Most TV shows now feel dated. Or irrelevant. This, of course, did not. Across the two nights we saw the incredible bravery and determination and compassion of doctors and nurses, but also the anxiety, fear, strain, fatigue and tears. (When that professor had to tell Hussein’s wife that Hussein’s condition was deteriorating, he cried, and so did I.) We saw the pressure on the hospital – would the oxygen run out, would the body bags run out? We saw that refrigerated truck draw up because the mortuary was filling so fast. (That was especially shocking.)

And we followed patients whom the programme-makers never treated as just patients but as people with full lives and families and stories.

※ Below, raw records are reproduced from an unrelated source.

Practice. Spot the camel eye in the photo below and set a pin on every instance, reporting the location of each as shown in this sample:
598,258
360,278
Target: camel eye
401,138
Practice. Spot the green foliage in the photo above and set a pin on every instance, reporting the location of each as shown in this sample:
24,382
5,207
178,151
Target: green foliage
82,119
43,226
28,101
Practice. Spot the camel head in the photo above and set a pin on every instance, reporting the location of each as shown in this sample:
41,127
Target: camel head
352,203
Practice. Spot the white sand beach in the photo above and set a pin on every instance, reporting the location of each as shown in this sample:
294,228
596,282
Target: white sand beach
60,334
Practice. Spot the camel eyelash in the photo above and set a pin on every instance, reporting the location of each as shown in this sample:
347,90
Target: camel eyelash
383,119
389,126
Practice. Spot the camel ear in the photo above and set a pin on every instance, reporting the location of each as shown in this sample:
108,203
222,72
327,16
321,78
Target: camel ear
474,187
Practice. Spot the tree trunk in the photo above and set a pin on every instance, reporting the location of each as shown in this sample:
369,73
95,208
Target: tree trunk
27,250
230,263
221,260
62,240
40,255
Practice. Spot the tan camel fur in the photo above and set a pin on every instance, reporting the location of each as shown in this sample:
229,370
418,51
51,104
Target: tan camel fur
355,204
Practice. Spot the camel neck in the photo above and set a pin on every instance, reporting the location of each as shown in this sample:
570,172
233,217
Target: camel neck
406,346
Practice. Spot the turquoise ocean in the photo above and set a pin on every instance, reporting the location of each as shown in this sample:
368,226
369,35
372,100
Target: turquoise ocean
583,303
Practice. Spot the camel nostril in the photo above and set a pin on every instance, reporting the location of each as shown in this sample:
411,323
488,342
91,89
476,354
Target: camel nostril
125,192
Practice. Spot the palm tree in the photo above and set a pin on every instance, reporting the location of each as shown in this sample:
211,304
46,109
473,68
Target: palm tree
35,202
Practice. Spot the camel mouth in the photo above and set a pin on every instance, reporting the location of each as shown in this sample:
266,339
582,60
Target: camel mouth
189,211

There was Nancy, a community nurse of 50 years, who was intubated and also had to have an emergency operation – she had the first UK case of ‘Covid-Larynx’, where the larynx produces a ‘glue’ that makes the ventilation tube ‘stick’ – but recovered. She was given a standing ovation by staff on her way out as she gave a magnificent speech: ‘I want you all to know I am truly, truly grateful and indebted to so many of you, who have left your families so far away and you are here to help us… I am so proud to be a nurse.’ There was Peter, the 88-year-old wine merchant who, as a boy, had fled Nazi Germany and was due to celebrate his 60th wedding anniversary. He was told that, if his condition deteriorated, he would not be ventilated. He was immensely dignified – ‘Thank you for talking to me about that’ – and accepting. ‘I’ve had a good run. No complaints.’ Marvellously, he rallied. His wife was overjoyed. His daughter was overjoyed. And so was I.

Emergency medicine consultant John Costello. We followed patients whom the programme-makers never treated as just patients but as people with full lives and families and stories

Emergency medicine consultant John Costello. We followed patients whom the programme-makers never treated as just patients but as people with full lives and families and stories

We also saw medicine on the hoof. Drugs trials that would otherwise take months to arrange were being set up within days, if not hours. Fascinatingly, Geraldine, who was treated with the Ebola anti-viral drug Remdesivir, appeared to make a miraculous recovery, but until the data is in from all the trial patients, the doctors can’t say if this would have happened anyway.

Yet there was bad news too. Stanley’s oxygen levels kept dropping as his wife waited anxiously at home and celebrated Passover on her own. Stanley, said his doctor, ‘is an intelligent man. He knows things are going wrong’. Stanley, 73, kept praying for his oxygen levels to rise as he did not want ventilation. ‘Oh God, no,’ he said, when he was told it was now the only treatment. He spent nine days in intensive care but did not make it, so RIP, Stanley. And also my dad, who had a Covid death too, in a way. But what else could they do?